Dad was a storyteller and a teacher. He sang dirty Irish drinking songs to me and my brothers and sister and explained all the words and innuendos we didn’t know. He travelled all over the world and brought back stories of his adventures. Often times, he took us with him. He spent an entire summer telling us about the Voyage of St. Brendan, one island a night. I’m pretty sure Dad’s version had a lot more to do with what would keep us entertained than the traditional story. On the other hand, the old monk just might have sailed to an island with a winged unicorn: an orange one with flames for a mane, because I wasn’t a pink kind of girl and white was boring.

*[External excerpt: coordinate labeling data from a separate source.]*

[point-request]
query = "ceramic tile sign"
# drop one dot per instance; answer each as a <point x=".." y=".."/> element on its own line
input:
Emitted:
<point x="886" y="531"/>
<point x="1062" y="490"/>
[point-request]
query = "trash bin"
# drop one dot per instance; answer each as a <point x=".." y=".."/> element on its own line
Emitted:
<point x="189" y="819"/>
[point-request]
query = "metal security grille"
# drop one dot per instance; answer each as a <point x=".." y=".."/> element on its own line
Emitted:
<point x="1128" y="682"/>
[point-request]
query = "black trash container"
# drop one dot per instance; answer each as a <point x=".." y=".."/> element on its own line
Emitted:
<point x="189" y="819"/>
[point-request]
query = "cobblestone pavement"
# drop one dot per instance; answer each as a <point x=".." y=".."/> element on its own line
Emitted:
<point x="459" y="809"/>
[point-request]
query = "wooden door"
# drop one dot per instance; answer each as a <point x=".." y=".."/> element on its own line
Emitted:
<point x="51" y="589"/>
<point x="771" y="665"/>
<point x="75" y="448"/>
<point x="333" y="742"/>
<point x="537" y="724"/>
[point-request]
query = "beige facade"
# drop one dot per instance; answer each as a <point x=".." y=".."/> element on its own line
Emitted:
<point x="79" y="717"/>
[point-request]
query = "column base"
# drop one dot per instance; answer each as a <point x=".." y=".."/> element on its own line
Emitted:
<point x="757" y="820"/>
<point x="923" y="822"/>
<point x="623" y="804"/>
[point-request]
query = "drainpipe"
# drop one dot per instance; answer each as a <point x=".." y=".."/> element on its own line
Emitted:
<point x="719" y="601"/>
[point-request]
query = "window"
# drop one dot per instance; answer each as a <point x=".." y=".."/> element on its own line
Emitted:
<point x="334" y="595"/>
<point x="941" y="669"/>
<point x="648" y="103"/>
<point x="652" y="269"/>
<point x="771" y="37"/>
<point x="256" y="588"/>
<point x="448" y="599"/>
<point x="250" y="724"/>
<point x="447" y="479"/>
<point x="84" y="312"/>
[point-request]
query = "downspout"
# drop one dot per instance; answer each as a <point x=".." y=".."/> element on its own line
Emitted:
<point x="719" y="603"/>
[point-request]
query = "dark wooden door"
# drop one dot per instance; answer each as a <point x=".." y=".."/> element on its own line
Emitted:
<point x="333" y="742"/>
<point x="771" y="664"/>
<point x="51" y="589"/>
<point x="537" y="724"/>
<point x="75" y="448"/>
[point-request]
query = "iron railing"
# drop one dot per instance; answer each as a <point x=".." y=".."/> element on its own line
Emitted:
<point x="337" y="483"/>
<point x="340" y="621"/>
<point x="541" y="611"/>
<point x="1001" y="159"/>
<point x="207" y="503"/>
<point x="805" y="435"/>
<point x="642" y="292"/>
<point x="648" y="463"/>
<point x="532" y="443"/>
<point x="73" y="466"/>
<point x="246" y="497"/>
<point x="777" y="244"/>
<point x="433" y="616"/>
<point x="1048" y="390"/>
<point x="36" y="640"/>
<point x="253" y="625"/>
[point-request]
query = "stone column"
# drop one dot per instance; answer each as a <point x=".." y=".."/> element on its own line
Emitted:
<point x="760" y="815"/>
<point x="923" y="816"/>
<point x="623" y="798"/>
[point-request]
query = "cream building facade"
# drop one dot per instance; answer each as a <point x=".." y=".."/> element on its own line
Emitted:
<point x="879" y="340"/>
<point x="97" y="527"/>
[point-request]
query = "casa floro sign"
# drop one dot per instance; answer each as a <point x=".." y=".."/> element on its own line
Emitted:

I wrote Salt and Sand for my father. It took a long time to get it right. It is a fantastical adventure, because he preferred a good healthy dose of the surreal in his stories. In his defense, some of the adventures we had together travelled well into “they’re never going to believe this back home” territory. There are monsters who are not monsters and heroes who happen to be real people who have kind of messed up the personal side of things because they were busy being heroic.
Dad’s heroes were realistic. When he was telling stories, he didn’t try to hide the fact that people weren’t perfect and most are born with a full range of emotions (even the uncomfortable ones). They didn’t always make it out of the story alive and whole. What made them heroic was that they kept trying.
With Salt and Sand, I wanted to write a story that would have kept him entertained. I wanted it to feel like one of his stories and one of mine too. Because this one’s for him, the vehicle for transformation is a small sailboat. Without the boat, there is no story. It is rough and worn with distance travelled, but it’s sturdy enough for another journey. It was made to safely carry its occupants beyond the world and back again. It will take them as far as they have the will to go.